Google’s one-year-old cybersecurity venture Chronicle today announced its first commercial product, called Backstory, a cloud-based enterprise-level threat analytics platform that has been designed to help companies quickly investigate incidents, pinpoint vulnerabilities and hunt for potential threats.
Network infrastructures at most enterprises regularly generate enormous amounts of network data and logs on a daily basis that can be helpful to figure out exactly what happened when a security incident occurs.
However, unfortunately, most companies either don’t collect the right telemetry or even when they do, it’s practically impossible for them to retain that telemetry for more than a week or two, making analysts blind if any security incident happens before that.
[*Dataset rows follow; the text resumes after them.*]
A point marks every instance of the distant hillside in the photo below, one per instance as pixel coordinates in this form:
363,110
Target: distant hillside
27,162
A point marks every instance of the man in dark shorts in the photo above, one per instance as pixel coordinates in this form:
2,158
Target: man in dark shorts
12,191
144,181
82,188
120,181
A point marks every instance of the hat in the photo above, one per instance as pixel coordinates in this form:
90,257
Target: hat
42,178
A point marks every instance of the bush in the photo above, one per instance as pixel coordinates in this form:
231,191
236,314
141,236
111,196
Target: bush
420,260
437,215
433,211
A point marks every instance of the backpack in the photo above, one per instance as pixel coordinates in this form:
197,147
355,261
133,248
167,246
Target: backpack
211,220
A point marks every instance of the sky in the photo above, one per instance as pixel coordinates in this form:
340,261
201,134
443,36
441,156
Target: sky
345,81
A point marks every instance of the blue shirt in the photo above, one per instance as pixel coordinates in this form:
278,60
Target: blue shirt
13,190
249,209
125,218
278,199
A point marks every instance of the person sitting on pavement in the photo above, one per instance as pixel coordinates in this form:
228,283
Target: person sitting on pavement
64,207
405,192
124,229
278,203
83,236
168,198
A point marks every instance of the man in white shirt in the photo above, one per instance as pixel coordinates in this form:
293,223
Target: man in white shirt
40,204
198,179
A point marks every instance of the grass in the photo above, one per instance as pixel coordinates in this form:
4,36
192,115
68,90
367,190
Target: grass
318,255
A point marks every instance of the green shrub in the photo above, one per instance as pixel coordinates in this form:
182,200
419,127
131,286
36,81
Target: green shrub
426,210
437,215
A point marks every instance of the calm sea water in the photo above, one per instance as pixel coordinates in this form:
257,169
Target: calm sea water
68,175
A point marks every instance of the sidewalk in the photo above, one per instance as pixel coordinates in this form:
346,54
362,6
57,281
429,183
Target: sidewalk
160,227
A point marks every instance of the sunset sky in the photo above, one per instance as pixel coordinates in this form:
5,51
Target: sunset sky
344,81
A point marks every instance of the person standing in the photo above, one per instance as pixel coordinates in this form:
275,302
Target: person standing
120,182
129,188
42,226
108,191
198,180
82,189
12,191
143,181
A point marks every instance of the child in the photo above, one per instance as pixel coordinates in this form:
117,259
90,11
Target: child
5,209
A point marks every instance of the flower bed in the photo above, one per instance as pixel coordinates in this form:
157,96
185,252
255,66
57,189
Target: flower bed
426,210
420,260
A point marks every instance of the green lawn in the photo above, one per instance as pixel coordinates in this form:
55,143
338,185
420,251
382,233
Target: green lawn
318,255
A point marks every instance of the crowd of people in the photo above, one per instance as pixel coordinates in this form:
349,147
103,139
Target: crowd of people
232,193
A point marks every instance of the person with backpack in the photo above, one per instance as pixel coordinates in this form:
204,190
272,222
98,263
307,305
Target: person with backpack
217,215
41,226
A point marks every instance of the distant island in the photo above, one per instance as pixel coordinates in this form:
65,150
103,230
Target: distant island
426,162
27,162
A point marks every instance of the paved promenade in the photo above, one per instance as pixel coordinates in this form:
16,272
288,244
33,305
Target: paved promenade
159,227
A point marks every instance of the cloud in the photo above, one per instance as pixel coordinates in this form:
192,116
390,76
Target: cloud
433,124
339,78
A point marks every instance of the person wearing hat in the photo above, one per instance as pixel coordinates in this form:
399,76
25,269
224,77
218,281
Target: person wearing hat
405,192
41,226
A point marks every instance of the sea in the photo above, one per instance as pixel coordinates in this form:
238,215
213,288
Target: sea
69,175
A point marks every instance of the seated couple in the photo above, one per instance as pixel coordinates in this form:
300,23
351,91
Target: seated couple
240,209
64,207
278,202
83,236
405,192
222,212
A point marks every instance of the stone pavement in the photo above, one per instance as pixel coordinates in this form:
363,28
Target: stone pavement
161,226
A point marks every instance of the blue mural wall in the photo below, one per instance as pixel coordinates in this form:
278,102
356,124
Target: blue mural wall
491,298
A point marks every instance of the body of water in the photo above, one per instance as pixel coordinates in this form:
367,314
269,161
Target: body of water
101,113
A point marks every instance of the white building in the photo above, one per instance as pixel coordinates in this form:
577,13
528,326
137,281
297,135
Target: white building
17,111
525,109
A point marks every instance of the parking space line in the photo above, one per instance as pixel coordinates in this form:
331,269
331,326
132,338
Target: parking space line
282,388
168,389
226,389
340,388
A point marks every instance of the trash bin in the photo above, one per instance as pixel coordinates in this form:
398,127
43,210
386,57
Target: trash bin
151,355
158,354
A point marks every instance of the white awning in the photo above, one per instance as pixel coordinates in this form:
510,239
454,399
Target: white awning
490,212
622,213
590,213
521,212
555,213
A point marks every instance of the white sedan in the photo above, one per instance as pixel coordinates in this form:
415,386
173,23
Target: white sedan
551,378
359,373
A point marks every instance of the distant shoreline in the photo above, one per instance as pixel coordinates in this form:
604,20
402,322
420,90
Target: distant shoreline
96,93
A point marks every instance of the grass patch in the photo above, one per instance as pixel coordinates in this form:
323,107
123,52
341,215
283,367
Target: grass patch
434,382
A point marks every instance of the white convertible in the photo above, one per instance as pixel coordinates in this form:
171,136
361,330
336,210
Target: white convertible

Backstory solves this problem by allowing organisations to privately upload and store their petabytes of “internal security telemetry” on Google cloud platform and leverage machine learning and data analytics technologies to monitor and analyse it efficiently to detect and investigate any potential threat from a unified dashboard.
“Backstory normalises, indexes, and correlates the data, against itself and against third party and curated threat signals, to provide instant analysis and context regarding risky activity,” Alphabet subsidiary Chronicle said in a blog post.
“With Backstory, our analyst would know, in less than a second, every device in the company that communicated with any of these domains or IP addresses, ever.”
Just like SIEM solutions, Backstory converts log data—such as DNS traffic, NetFlow, endpoint logs, proxy logs—into meaningful, quickly searchable and actionable information to help companies gain insights into digital threats and attacks on their networks, but at scale to offer a more complete picture of the threat landscape.